Worldlog Week 36 - 2011 - Main contents
The parliamentary year reopened last Tuesday. During ‘question time’ - a weekly session at which members of parliament can put questions directly to members of the government - I asked the Minister of Public Health whether she was prepared to ban preventive antibiotics in the cattle-raising industry. This week’s edition of the Dutch consumer watchdog TV programme Radar again demonstrated how serious the problem is. Administering antibiotics preventively to healthy animals causes resistant bacteria which can eventually be harmful to human health. The most minor of infections can be fatal if a person is infected with resistant bacteria as antibiotics will then not work. The Radar broadcast mentioned a woman who had died in early 2010 from a urinary tract infection because she was infected with the resistant ESBL bacteria. The antibiotics she was given had no effect.
We can no longer just stand by as ever more resistant bacteria emerge that people become infected with by, for example, eating meat. The minister said that she had no current plans to ban preventive antibiotics. She first wants to carefully review the recommendation of the Health Council. The Health Council (an independent government advisory body) urges the use of fewer and different antibiotics in the cattle-raising industry and in human healthcare. I will keep reminding the minister of the need to ban preventive antibiotics.
My colleague Esther Ouwehand has requested an emergency debate with Deputy Minister of Agriculture Bleker on the construction of the coal-fired power plant in Eemshaven, a seaport in the province of Groningen. Reason for the debate was the decision by the administration of the province of Groningen to allow the construction to start without first conducting a thorough study into the effects on the environment.
The Council of State (the government’s most important advisory body) ruled on 24 August that the environmental licence for the construction of the controversial coal-fired power plant was wrongly issued. There had not been enough study of the effects of the new coal-fired power plant on the flora and fauna of this vulnerable part of the Wadden Sea coast. But the provincial administration decided that the construction could go ahead despite the lack of an environmental licence.
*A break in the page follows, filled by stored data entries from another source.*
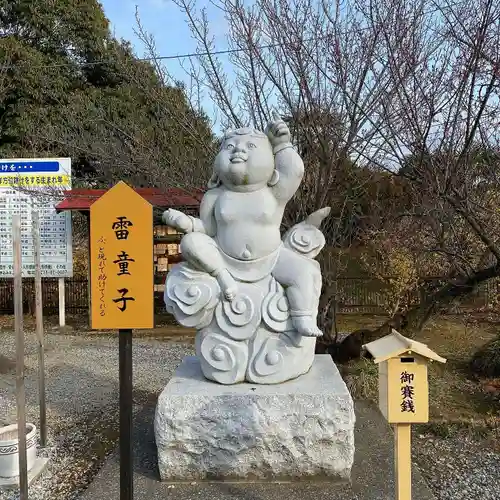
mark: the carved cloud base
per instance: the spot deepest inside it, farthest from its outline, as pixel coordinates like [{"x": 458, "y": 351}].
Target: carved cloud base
[
  {"x": 301, "y": 429},
  {"x": 248, "y": 339}
]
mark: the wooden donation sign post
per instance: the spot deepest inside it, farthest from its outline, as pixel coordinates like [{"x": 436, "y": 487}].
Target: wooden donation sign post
[
  {"x": 403, "y": 395},
  {"x": 121, "y": 255}
]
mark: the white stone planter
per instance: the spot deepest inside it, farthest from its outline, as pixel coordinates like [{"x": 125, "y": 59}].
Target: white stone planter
[{"x": 9, "y": 449}]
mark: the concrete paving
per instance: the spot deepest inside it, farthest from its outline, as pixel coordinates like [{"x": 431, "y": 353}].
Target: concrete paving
[{"x": 372, "y": 474}]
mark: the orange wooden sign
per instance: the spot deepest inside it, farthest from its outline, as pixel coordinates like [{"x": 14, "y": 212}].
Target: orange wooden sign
[{"x": 121, "y": 257}]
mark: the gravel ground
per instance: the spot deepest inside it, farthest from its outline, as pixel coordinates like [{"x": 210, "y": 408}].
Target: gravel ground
[
  {"x": 82, "y": 408},
  {"x": 458, "y": 468},
  {"x": 82, "y": 401}
]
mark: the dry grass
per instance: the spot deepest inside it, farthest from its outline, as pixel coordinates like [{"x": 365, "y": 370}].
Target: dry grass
[{"x": 456, "y": 397}]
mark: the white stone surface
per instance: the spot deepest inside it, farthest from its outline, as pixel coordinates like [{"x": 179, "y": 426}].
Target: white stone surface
[
  {"x": 299, "y": 429},
  {"x": 39, "y": 466},
  {"x": 252, "y": 295},
  {"x": 9, "y": 449}
]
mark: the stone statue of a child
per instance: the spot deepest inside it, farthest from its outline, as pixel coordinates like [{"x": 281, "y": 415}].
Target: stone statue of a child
[{"x": 255, "y": 175}]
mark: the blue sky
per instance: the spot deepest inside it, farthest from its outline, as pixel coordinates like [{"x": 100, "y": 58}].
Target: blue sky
[{"x": 163, "y": 20}]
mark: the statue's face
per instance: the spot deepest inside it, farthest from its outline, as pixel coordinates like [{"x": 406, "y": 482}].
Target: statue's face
[{"x": 245, "y": 160}]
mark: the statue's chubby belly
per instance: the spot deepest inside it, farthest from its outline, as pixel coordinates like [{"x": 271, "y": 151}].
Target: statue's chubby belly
[
  {"x": 240, "y": 241},
  {"x": 248, "y": 224}
]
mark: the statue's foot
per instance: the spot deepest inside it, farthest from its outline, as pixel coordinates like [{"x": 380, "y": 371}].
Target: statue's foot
[
  {"x": 228, "y": 284},
  {"x": 306, "y": 326}
]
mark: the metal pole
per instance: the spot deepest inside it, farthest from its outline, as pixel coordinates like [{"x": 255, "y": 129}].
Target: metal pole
[
  {"x": 126, "y": 462},
  {"x": 20, "y": 388},
  {"x": 39, "y": 328},
  {"x": 62, "y": 303}
]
The construction of the plant also jeopardizes implementation of the Bird and Habitat Guideline, nature conservation regulations that have also been signed by the Netherlands. As the Deputy Minister of Agriculture is responsible for the proper observance of these agreements, he must now come before parliament to explain what he plans to do about the construction of this polluting power plant. We want the deputy minister to stop the construction immediately and to honour the ruling of the Council of State. The Wadden Sea region is entitled to protection, not illegal coal-fired power plants!
And I end with some good news. In another case, the Council of State ruled as wrongful that expansions of cattle farms near nature reserves do not require a licence. This means that many of those expansions will still need to be examined to determine what harmful effects they could be having on the environment. We are pleased with this ruling, which puts a brake on the continuous efforts to undermine the Nature Conservation Act in favour of the cattle-raising industry.